Duplicate items appearing in the digest
Deduplication is matching on item GUID, but some feeds don’t include GUIDs — they use the item URL as the unique key. Configure your dedup strategy to fall back to URL matching when GUID is absent.

Digest not sending on schedule
Check your scheduler timezone configuration. A cron job set to 16:00 without an explicit timezone will use the server’s local time, which may differ from your intended timezone by hours.

Feed returns HTML instead of XML
The site may have moved its feed behind a login, changed the feed URL, or discontinued it. Visit the site directly and look for a new feed link in the <head> element (<link rel="alternate" type="application/rss+xml">).

Items from weeks ago appearing in today’s digest
The feed’s <pubDate> or <updated> field is unreliable. Some feeds republish old items when they’re edited. Add a max_age_days: 7 filter to exclude items older than your digest window regardless of what the feed reports.


Alternatives

Feedly — A full-featured RSS reader with team sharing, keyword alerts, and AI-powered prioritization.
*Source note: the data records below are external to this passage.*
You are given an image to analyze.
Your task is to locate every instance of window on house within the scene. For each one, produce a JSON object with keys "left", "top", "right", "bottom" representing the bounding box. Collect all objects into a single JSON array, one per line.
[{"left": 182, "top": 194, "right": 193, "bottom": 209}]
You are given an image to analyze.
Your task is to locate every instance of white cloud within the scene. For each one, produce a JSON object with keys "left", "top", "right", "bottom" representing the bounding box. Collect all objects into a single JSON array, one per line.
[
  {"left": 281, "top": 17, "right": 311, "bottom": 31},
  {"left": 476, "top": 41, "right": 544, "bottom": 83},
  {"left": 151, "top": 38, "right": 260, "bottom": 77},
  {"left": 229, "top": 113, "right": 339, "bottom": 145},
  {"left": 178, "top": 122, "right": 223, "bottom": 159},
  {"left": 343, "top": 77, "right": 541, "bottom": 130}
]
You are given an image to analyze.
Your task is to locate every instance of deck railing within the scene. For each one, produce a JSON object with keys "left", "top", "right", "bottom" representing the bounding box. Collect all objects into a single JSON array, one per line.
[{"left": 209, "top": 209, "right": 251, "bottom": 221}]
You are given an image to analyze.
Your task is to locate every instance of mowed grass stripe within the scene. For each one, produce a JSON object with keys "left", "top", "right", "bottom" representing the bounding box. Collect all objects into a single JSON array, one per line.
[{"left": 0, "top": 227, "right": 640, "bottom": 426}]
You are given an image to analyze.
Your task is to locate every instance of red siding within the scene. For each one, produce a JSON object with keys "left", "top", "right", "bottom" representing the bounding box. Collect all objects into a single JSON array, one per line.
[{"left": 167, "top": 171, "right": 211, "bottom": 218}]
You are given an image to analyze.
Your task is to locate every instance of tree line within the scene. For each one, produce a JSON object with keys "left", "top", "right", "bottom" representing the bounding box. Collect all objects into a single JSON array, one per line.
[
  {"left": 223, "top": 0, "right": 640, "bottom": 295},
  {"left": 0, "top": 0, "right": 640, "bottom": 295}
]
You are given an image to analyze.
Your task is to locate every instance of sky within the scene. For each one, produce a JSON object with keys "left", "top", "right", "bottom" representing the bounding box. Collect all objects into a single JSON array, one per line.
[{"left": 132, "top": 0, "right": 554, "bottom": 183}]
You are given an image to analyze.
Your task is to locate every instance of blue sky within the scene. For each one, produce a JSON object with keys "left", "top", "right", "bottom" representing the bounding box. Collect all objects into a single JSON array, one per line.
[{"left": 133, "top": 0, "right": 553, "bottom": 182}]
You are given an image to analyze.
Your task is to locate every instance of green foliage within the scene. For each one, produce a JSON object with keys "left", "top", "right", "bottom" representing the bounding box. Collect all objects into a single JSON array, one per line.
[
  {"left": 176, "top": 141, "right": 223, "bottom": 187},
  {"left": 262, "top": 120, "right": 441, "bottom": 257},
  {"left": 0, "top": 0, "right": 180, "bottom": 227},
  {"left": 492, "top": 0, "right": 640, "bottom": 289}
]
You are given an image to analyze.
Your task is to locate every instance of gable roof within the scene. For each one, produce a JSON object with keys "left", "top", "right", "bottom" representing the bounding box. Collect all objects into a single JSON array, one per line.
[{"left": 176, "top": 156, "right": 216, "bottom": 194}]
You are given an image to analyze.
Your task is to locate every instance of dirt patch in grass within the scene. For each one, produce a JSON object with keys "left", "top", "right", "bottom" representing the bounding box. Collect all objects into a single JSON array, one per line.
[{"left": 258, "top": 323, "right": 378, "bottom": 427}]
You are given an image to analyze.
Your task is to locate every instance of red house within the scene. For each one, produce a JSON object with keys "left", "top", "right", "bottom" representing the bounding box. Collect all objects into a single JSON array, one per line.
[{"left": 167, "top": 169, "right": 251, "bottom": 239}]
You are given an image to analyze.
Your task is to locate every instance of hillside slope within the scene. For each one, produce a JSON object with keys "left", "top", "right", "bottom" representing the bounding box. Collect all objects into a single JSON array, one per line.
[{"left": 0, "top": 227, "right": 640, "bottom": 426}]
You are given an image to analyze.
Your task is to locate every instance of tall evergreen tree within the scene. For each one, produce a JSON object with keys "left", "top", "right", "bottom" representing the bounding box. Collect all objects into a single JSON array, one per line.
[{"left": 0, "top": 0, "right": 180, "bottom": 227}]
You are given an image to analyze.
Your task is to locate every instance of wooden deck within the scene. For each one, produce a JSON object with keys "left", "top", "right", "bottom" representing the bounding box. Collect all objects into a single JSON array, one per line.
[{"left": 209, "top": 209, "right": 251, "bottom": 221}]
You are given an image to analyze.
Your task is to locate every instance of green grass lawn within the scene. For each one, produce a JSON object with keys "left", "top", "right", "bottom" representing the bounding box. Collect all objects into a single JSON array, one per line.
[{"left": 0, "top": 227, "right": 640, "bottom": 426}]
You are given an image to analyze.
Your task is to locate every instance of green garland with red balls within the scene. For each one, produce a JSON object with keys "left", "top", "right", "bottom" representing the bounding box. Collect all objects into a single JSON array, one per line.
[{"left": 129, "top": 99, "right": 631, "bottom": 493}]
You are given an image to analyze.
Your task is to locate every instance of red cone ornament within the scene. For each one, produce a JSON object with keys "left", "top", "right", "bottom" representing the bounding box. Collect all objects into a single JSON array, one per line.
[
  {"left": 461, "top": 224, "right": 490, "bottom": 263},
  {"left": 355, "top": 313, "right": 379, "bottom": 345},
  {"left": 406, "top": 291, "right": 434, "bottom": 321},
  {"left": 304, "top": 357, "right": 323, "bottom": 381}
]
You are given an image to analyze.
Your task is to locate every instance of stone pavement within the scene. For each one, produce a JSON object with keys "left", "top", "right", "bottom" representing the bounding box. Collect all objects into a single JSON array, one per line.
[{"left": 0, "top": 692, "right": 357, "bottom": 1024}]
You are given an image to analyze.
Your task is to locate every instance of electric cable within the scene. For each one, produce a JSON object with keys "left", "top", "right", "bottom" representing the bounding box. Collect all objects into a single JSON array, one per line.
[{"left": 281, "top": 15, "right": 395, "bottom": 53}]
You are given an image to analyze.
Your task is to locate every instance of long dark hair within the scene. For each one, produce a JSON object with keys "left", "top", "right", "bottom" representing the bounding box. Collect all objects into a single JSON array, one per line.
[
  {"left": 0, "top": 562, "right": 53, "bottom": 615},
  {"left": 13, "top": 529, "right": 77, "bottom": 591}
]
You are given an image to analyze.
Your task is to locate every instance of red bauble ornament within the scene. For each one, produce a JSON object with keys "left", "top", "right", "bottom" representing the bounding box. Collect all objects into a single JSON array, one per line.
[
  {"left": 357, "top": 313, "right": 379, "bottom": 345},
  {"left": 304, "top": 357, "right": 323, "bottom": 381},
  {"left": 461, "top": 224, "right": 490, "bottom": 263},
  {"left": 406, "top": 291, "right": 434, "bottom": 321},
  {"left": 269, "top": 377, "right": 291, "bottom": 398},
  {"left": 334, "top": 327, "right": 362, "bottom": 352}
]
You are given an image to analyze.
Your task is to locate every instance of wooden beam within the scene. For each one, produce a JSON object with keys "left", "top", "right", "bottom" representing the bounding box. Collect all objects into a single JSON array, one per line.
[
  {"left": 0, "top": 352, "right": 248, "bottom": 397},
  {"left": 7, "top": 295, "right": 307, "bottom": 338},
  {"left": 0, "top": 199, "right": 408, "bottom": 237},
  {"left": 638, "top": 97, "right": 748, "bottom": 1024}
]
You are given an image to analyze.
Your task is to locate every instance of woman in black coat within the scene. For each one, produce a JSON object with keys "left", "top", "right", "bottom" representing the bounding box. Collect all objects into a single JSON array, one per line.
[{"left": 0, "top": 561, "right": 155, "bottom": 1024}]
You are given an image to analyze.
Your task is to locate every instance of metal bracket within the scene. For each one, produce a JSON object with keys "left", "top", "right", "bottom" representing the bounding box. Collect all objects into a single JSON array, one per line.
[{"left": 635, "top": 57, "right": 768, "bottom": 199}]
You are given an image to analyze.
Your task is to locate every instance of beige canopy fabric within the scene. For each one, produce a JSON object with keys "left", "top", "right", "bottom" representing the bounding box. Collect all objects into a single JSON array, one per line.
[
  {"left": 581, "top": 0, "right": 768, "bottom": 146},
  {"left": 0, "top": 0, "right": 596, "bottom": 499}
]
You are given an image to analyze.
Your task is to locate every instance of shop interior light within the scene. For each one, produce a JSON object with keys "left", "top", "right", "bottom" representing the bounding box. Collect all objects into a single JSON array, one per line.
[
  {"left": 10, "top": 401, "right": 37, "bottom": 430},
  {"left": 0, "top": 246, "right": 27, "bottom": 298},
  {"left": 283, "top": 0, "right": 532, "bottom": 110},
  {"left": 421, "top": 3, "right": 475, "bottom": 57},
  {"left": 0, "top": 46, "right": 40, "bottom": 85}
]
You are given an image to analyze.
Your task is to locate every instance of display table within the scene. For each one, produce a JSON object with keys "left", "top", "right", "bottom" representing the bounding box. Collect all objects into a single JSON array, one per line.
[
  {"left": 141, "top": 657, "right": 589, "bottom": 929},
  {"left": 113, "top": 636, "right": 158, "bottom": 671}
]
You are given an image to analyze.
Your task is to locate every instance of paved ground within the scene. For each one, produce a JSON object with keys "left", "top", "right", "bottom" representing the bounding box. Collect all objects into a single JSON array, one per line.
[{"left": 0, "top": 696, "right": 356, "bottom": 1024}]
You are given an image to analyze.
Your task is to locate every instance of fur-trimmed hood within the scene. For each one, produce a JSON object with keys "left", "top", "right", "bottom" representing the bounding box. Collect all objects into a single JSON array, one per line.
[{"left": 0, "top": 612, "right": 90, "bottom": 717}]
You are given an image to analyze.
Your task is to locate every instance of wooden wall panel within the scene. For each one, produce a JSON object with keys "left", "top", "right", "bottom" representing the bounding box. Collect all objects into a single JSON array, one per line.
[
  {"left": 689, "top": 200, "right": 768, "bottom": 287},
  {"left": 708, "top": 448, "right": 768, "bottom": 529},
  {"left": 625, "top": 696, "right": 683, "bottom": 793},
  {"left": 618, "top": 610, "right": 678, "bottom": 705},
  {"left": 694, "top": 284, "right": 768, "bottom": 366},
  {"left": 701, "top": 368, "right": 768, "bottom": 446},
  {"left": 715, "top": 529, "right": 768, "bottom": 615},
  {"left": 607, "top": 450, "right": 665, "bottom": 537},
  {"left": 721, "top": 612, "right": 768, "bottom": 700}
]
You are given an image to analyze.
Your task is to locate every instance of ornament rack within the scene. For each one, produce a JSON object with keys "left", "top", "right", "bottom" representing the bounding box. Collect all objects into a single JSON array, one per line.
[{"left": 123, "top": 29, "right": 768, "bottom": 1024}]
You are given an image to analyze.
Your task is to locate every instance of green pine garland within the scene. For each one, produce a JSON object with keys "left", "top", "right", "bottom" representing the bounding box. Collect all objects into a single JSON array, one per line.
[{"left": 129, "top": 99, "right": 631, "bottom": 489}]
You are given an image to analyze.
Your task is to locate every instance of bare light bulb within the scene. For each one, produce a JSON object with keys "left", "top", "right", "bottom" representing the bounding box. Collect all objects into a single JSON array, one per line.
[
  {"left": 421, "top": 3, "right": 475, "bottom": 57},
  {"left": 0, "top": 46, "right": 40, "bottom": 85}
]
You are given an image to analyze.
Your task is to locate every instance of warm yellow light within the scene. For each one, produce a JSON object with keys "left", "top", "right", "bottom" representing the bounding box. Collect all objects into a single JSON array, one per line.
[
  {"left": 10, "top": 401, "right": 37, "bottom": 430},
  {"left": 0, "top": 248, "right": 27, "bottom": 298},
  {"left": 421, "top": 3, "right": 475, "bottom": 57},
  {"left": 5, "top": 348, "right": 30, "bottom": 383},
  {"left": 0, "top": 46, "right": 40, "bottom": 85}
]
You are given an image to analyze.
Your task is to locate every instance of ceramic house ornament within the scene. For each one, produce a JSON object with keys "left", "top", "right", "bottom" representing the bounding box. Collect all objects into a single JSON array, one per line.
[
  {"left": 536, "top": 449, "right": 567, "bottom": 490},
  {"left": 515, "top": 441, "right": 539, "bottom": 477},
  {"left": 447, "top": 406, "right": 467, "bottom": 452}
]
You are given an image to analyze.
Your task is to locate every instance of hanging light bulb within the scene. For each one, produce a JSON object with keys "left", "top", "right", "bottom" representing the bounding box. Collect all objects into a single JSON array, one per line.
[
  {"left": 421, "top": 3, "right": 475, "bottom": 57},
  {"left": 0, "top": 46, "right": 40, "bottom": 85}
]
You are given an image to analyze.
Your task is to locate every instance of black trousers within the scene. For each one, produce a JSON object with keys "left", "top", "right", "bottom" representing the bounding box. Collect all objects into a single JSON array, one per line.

Better for interactive reading; less flexible for custom digest formatting or programmatic output. Free tier limits the number of sources.

Inoreader — Similar to Feedly but with stronger filtering rules and automation features. Supports RSS-to-email natively. Good for power users who want a managed service rather than a self-hosted skill.

Mailbrew — A digest-focused service that combines RSS, Twitter, Reddit, and other sources into a single daily email. Easiest setup for non-technical users; limited customization compared to a skill-based approach.

If you need to monitor a specific page that doesn’t publish an RSS feed, website monitor is the right tool.